With AI, I’m able to write software that… is just way out of my league.
Yet, it works and solves a real problem for me.
Heck, it probably also can enable running lots of old USB gadgets, not just my old vinyl cutter. I’m lucky that the Silhouette corporation is still in business, but that isn’t the case for lots of other USB devices that only work on Windows 98.
But also, LLMs being trained on copyrighted code is still a weird grey area. Even the Linux Kernel in December 2025 came out with their official policy (allowed if explicitly disclosed).
But is clean room policy transitive? Am I ineligible for contributing Wine code because I’ve seen LLM code that has been trained on Microsoft code?
Heck, who even can claim copyright on LLM-generated code anyway?
LLMs are going to really blur the lines in the next few years as it gets easier and easier to produce tons of code.

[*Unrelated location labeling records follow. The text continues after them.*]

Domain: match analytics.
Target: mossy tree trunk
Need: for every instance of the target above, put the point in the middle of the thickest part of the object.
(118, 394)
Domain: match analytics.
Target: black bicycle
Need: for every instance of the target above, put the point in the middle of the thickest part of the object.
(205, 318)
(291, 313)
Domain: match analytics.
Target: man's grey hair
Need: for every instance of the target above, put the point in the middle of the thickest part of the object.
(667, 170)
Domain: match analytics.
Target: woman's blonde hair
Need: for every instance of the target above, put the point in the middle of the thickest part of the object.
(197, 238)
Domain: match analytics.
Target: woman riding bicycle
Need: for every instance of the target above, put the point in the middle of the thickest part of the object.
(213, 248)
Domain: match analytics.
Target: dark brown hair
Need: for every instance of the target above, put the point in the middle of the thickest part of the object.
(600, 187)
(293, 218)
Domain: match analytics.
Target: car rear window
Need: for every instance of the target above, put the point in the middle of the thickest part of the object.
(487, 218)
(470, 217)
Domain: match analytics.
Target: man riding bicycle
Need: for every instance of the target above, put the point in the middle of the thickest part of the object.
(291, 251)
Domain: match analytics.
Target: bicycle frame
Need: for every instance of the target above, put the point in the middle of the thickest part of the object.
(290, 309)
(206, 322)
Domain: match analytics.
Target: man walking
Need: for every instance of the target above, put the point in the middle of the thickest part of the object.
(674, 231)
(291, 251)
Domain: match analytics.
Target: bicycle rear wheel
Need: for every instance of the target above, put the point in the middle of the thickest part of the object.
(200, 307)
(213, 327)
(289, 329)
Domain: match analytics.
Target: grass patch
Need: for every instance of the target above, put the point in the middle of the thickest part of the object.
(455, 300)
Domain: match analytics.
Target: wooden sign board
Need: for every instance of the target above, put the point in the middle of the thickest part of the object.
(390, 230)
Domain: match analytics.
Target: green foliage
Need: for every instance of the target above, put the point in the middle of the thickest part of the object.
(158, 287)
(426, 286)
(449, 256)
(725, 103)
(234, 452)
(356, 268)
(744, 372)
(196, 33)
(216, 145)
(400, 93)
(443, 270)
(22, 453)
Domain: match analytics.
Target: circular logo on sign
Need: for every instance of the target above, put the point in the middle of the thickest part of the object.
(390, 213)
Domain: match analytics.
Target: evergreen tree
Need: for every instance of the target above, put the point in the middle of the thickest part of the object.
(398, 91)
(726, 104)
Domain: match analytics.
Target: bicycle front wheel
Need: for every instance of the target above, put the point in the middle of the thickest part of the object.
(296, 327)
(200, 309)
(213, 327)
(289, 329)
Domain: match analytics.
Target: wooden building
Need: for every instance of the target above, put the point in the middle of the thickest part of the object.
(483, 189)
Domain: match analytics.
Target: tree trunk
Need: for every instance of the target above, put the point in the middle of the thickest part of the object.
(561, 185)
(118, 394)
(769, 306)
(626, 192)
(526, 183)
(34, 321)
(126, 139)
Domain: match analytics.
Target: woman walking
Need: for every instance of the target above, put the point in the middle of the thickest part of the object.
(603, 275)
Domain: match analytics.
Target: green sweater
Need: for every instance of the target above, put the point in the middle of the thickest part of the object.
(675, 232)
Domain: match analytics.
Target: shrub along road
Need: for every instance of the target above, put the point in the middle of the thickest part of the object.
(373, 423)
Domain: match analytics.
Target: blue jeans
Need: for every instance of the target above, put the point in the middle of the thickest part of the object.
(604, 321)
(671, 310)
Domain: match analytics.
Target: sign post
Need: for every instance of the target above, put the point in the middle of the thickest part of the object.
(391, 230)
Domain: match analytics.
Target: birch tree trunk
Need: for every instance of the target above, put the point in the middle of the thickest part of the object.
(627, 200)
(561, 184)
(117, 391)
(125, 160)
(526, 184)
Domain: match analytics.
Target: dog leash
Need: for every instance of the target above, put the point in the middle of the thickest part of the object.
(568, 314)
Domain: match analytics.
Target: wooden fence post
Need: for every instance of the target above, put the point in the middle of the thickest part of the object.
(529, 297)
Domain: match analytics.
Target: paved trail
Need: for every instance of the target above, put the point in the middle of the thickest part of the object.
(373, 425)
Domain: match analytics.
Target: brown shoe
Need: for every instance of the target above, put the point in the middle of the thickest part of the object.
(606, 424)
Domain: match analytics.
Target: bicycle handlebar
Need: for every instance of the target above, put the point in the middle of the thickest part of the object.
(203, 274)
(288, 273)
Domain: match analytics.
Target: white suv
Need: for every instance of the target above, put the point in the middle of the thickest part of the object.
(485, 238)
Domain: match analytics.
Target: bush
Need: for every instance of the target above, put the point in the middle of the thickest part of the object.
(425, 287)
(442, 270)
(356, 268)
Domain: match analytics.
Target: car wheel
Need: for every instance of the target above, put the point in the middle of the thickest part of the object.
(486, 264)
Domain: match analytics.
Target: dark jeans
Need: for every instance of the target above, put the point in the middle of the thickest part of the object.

What is going to stop someone from writing NotWine, an AI-maintained Wine competitor that is unbound by the clean room policy?
Here is a free prompt for future NotWine developers:
You are an AI agent building a competitor to Wine (Wine is not an Emulator).
The goal of this software is to replicate the Windows API surface area.
Design a modular compatibility layer for Linux that can run Windows PE Binaries without hardware emulation.
Use any knowledge you have about Microsoft Windows and any online resources available to you to accomplish this task.
Use the Wine test suite and source code as a starting point.
Your output will have the CC0 license and put in the public domain.
Make NO mistakes.
Seems a little silly, right?
I’m hoping that we all collectively realize that computer code is more like a recipe, and not copyrightable. If you want to protect it, treat it like a secret. Otherwise, if it is published, it will be in the collective consciousness. It is just now with LLMs, that collective consciousness is made digital, shared, and hyper-available.